Why Cats Love To Knock Things Over

Cats are known for clawing at drapes and knocking over anything within their reach. This behaviour can be seen as annoying mischief, but specialists suggest there is a deeper meaning. This kind of conduct isn’t a way to feed their animal instincts, it’s just your cat demanding attention, they say.

‘Unlike dogs or cows that we’ve domesticated, cats are self-domesticated and don’t need humans to survive,’ Dr.
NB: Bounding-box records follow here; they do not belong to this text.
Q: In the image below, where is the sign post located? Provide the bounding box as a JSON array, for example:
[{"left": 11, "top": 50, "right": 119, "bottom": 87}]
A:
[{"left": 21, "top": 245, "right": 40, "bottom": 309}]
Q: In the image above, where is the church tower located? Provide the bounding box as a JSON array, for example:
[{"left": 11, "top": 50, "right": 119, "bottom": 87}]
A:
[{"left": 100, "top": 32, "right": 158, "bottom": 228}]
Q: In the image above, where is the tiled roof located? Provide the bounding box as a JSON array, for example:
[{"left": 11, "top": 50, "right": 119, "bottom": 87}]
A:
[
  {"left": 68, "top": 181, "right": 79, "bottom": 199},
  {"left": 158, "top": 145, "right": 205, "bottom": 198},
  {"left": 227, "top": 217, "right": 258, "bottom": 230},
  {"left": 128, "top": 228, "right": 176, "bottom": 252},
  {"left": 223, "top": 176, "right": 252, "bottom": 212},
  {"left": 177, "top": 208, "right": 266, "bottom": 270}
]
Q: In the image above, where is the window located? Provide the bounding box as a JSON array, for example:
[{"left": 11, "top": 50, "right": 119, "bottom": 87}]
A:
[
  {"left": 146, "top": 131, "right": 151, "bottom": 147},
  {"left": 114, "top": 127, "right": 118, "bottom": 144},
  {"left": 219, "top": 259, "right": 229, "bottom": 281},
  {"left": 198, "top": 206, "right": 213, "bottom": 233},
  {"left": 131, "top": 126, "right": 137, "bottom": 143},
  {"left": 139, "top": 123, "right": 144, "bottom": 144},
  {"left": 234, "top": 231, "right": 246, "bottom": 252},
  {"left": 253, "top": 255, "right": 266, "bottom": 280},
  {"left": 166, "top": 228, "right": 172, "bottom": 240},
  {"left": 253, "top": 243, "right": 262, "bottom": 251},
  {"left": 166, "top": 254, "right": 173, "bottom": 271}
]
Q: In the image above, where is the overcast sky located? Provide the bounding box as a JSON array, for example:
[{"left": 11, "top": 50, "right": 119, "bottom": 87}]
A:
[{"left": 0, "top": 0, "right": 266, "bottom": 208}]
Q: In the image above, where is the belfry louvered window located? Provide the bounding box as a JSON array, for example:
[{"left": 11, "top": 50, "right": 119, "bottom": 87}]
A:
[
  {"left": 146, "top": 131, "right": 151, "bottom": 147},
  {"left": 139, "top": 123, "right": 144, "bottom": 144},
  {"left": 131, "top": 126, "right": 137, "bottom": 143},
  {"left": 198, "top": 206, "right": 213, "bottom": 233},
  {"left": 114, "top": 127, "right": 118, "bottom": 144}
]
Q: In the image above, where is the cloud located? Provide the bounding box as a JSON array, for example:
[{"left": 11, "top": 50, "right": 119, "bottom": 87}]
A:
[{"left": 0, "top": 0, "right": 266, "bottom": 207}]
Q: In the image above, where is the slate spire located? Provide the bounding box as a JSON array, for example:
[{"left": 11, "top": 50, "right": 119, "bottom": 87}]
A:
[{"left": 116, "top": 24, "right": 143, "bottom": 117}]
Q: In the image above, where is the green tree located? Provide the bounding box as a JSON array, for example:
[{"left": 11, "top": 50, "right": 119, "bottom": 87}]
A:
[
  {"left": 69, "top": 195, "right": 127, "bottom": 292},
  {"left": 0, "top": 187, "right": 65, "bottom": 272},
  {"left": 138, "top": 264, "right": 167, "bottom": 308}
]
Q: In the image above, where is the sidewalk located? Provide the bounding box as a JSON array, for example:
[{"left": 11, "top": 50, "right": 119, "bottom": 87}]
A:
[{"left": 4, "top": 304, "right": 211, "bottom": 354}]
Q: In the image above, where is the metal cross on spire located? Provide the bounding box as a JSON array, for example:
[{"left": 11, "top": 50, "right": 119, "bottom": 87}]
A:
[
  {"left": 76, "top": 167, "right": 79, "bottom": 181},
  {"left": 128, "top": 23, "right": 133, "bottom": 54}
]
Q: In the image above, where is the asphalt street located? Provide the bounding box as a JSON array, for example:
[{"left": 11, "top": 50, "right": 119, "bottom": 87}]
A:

Eric Doughtery of The Cat Practice said.

‘Cats use us and this is just a way of them getting what they want, which is probably to be fed or it could be their way of them telling us they’re ill.’

Doughtery explained that when cats hunt they go after small, fast objects that they see whizzing across the floor, not stationary objects on a table top or shelf.

‘There are things that can be done to stop or minimize this kind of behavior,’ said Doughtery.

‘Just know that cats are creatures of habit and any changes in their environment can make them upset.’

Vet Gary Weitzman, author of How To Speak Cat, said: ‘Cats only vocalize to people.
There are probably one to two dozen different vocalizations per cat that we would classify as ‘meow.’
‘However, you couldn’t get a Webster’s dictionary … and define those meows, because they’re individual for every single cat.’

Dr Weitzman said cats use their meows to ‘train’ humans into fulfilling their every wish, with different meows to say ‘feed me’, ‘stroke me’ or ‘let me out’ You know what they’re asking you for because they’ve trained you,’ the Californian told US news website Salon.

‘The difference between cats and dogs is that we can train both species but, for the most part, we train dogs to respond to what we want them to do.
Cats, on the other hand, actually train us to respond to what they want us to do.’

He added: ‘You can’t translate a particular meow as being universal for all cats, but every cat will make up to two dozen meow vocalizations that mean specific and consistent things – the favorite being the 4.30am ‘gimme breakfast’.’

Dr Weitzman has also decoded the non-vocal ways cats talk to us.
For instance, extending their tails straight up equates to a human handshake, while a slow blink is akin to a peck on the cheek or a wink between friends.

Head butting and licking are also signs of affection.
When a cat is happy its whiskers are naturally extended out to the side.
But if your cat flattens its ears you might want to stay away, as this means it is scared or preparing for a fight.